Compute mse_loss() with softmax()

  • Hi I am using using a network that produces an output heatmap (torch.rand(1,16,1,256,256)) with
    Softmax( ) as the last network activation.
  • I want to compute the MSE loss between the output heatmap and a target heatmap.
  • When I add the softmax the network loss doesn’t decrease and is around the same point and works when I remove the softmax.

How can I go about computing mse loss by using softmax()?

from torch.nn import init
class NET(torch.nn.Module):
    def __init__(self):
        super(NET, self).__init__()
        self.encoder = torch.nn.Sequential(
                                          torch.nn.Conv3d(3, 64, kernel_size=(3,3,3), stride=(1,1,1), padding=(1,1,1)),
                                          torch.nn.Conv3d(64, 128, kernel_size=(3,3,3), stride=(1,1,1), padding=(1,1,1)),                                         
                                          torch.nn.Conv3d(128, 256, kernel_size=(3,3,3), stride=(1,1,1), padding=(1,1,1)),
                                          torch.nn.Conv3d(256, 512, kernel_size=(1,3,3), stride=(1,1,1), padding=(1,1,1)),
        self.decoder = torch.nn.Sequential(
                                          torch.nn.ConvTranspose3d(512, 256, kernel_size=(1,3,3), stride = (1,2,2), padding=(1,1,1), output_padding=(0,1,1)),
                                          torch.nn.Conv3d(256, 256, kernel_size=(1,3,3), stride=(1,1,1), padding=(1,1,1)),
                                          torch.nn.ConvTranspose3d(256,128, kernel_size=(1,3,3), stride = (1,2,2), padding=(1,1,1),output_padding=(0,1,1)), 
                                          torch.nn.Conv3d(128, 128, kernel_size=(1,3,3), stride=(1,1,1), padding=(1,1,1)),

                                          torch.nn.ConvTranspose3d(128,16, kernel_size=(1,3,3), stride = (1,2,2), padding=(1,1,1),output_padding=(0,1,1)),

    def forward(self, image):
        encoder = self.encoder(image)
        decoder = self.decoder(encoder)
        return torch.nn.Softmax(dim=1)(decoder)

Hi Mukesh!

As a practical matter, I would suggest not using softmax() for the
simple reason that your network trains better without it than with it.

Most of what we know about what works with neural networks comes
not from theory or mathematical proofs, but from experience.

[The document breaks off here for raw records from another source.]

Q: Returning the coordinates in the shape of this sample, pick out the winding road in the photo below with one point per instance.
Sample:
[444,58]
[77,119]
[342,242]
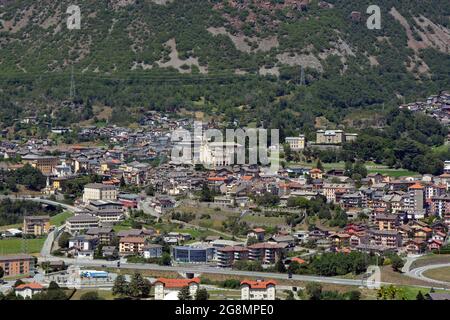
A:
[417,273]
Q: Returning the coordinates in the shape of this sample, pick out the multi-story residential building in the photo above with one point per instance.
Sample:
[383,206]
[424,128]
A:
[36,225]
[28,290]
[440,206]
[99,191]
[226,256]
[330,136]
[296,143]
[83,242]
[258,290]
[416,201]
[334,137]
[387,222]
[19,264]
[386,238]
[193,254]
[168,289]
[108,216]
[216,154]
[105,235]
[131,245]
[351,200]
[257,233]
[334,191]
[265,252]
[45,164]
[152,251]
[82,222]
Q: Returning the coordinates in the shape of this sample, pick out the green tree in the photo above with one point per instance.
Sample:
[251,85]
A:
[319,164]
[184,294]
[290,295]
[91,295]
[279,266]
[314,290]
[420,296]
[63,240]
[120,287]
[166,259]
[201,294]
[397,263]
[18,283]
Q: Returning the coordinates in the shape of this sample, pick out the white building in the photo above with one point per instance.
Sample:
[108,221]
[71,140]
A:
[81,222]
[258,290]
[217,154]
[168,289]
[296,143]
[99,191]
[27,290]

So go
ahead and do what your experience with your use case shows works.

I can give some hand-waving intuition about why softmax() might
not be a good fit with mse_loss(). The “mse” in mse_loss() stands
for “mean-squared-error.” Roughly speaking, this is the variance of
the mismatch between your predictions and targets (and the variance
is the square of the standard deviation). Standard deviations and
variances “naturally” work in a context where the values involved are
unconstrained and run from -inf to inf. Your softmax() takes
such unbounded values and forces them to be probability-like values
that range over [0.0, 1.0].

This doesn’t mean that using softmax() couldn’t work or be a good
choice for your use case, but this intuition suggests that softmax()
isn’t a natural fit when using mse_loss().


K. Frank.

1 Like

Hey Frank, thanks for the tip. I am trying to replicate a paper and they state:

The last convolutional layer of the decoder is followed by a
transposed-convolutional layer that uses a linear activation followed by a Softmax transformation, resulting in an output
of 17 confidence maps, one per keypoint.
ref : [2104.08029] T-LEAP: occlusion-robust pose estimation of walking cows using temporal information
When i use softmax as the last layer as suggested in the model then my loss stagnates. It would be nice to know how I can use the softmax (before or after, how should my target heatmap look like then) with the mse loss. An example would be helpful

For now, i am doing something like this:

  • input = model + torch.nn.Softmax(dim=1) (torch.rand(1,16,2,256,256))
  • heatmap = torch.rand(1,16,1,256,256)
  • criterion = torch.nn.MSELoss()
  • criterion(input, heatmap)

Hi Mukesh!

I’m not familiar with your use case and I haven’t looked at the paper
you cite, so what I say will be speculation. Nonetheless:

The term “confidence map” (together with the use of Softmax)
suggests to me that you might be dealing with probability-like
values. If so, cross-entropy (or some other probability-comparison
metric such as the Kullback-Leibler divergence) might be more

Your discussion suggests that your target heatmap is not made up
of categorical labels, but rather, of continuous probability-like values.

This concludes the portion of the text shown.